Eleven trials, comprising 672 patients with RA, met inclusion criteria. All the studies were of short duration (up to 6 wk) and the risk for bias was high in most of the studies. Most of the studies focused on ‘weak’ opioids; morphine was the only ‘strong’ opioid studied within the review. Six studies lasted for at least 1 week.
Five of the studies reported that opioid therapy was superior to placebo with respect to at least one efficacy measure. There were 3 studies that allowed for extraction of a patient-reported global efficacy measure. These studies, which were homogenous with respect to participant DMARD and NSAID use, showed opioids to be superior to placebo (relative risk [RR], 1.44; 95% confidence interval [CI], 1.03-2.03; number needed to treat, 6).6 However, pooled data from 4 studies examining the number of withdrawals due to inadequate analgesia showed no difference between the opioid and placebo groups (RR, 0.82; 95% CI, 0.34-2.01).6 In addition, the risk for AEs, such as nausea, dizziness, and constipation, was higher in the opioid group compared with the placebo group (odds ratio, 3.90; 95% CI, 2.31-6.56). AEs led to the withdrawal of 14.8% of the study participants overall.6
The reviewers concluded that there was limited evidence to support the regular use of weak opioids in the treatment of RA pain for 6 weeks or longer, and no evidence to support the use of strong opioids for any period. Although weak opioid use resulted in clinically significant pain improvement for up to 6 weeks, the risk for an AE also was significant. The reviewers pointed to the need for future studies focused on clinically relevant outcome measures to assess the benefits and risks of opioid use in patients with RA.
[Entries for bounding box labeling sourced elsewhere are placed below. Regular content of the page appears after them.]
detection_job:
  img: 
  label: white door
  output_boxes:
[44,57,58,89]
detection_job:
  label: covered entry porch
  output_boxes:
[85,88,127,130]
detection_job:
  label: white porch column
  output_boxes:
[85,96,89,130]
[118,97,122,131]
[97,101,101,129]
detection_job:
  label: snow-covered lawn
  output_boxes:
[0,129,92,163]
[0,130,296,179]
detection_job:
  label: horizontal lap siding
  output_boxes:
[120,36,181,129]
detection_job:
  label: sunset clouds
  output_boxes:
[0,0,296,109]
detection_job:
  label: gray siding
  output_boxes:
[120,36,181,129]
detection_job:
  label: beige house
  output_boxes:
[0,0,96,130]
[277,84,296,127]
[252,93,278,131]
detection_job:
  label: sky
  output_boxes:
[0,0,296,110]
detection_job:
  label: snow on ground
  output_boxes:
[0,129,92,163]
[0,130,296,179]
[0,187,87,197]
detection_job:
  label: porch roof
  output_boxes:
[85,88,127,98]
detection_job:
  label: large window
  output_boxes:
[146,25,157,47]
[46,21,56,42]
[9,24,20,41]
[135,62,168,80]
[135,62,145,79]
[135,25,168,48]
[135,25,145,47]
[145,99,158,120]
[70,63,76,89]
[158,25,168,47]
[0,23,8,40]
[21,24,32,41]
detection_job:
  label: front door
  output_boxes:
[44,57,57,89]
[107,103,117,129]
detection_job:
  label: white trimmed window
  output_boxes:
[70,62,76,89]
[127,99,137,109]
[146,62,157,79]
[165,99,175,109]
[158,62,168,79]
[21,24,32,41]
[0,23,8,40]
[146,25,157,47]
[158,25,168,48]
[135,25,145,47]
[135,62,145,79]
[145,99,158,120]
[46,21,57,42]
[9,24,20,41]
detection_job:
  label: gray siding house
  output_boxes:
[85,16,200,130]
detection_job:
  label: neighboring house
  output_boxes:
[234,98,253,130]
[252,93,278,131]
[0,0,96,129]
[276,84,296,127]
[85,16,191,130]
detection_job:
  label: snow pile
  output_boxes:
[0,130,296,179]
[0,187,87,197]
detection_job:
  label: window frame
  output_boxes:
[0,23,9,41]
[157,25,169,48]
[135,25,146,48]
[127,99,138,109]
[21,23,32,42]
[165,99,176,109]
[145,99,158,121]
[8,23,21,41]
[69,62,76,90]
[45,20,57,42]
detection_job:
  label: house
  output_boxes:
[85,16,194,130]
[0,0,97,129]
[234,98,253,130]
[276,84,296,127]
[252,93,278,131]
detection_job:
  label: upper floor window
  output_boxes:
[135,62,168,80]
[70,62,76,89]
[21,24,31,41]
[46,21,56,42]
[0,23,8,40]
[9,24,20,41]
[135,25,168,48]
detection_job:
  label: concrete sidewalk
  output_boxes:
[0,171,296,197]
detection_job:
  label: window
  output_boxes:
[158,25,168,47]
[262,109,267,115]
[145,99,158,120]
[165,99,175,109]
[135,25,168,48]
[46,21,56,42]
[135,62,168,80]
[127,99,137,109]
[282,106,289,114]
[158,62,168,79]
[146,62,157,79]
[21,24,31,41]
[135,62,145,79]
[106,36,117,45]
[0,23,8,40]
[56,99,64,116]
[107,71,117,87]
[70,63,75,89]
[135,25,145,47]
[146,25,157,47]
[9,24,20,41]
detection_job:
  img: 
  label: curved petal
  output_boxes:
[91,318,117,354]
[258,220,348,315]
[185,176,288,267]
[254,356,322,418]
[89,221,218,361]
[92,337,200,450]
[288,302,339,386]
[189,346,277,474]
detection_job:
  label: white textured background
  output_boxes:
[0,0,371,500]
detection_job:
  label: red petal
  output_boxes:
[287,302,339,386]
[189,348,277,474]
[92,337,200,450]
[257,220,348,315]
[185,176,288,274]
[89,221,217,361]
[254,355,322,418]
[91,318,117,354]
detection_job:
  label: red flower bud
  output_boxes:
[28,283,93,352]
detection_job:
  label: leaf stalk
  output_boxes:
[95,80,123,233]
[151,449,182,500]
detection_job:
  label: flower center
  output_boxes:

Evidence, Expertise, Exchange
In the meantime, clinicians can look at evidence-based recommendations for pharmacologic pain management in patients with inflammatory arthritis (IA) developed by Whittle et al. The 2010 3e (Evidence, Expertise, Exchange) Initiative recommendations were based on a systematic literature review and featured input from rheumatologists representing 17 countries. The panel concluded that short-term opioid use may have an acceptable risk-versus-benefit profile; however, caution was advised regarding long-term opioid use.7 Additionally, the lack of evidence surrounding strong opioid use, combined with the risk for AEs, indicated that strong opioids should be used only in cases of treatment failure and should be prescribed by clinicians experienced in pain management.
Several non-interventional studies have looked at the use of transdermal fentanyl for the treatment of RA pain. In 2 of these studies, a combined 266 patients with RA were treated with transdermal fentanyl. Both studies allowed for inclusion of patients receiving concurrent DMARD therapy. All the patients started at a dose of 25 mcg/h, and the dosage was titrated to ensure adequate pain control.8.9 Patients demonstrated statistically significant improvements in pain scores, functionality, and quality of life while receiving fentanyl. These results indicate the potential efficacy of strong opioids in RA patients with uncontrolled pain; however, both studies were of short duration and allowed the use of concurrent non-opioid analgesics.
In summary, the use of opioids may be beneficial in pain management for RA patients who are receiving DMARD therapy, but there are no long-term studies with definitive results to support their concurrent use. Patients and clinicians also should be aware of the risk for AEs related to use of DMARDs and opioids, and therapy should be regularly reviewed for efficacy and safety.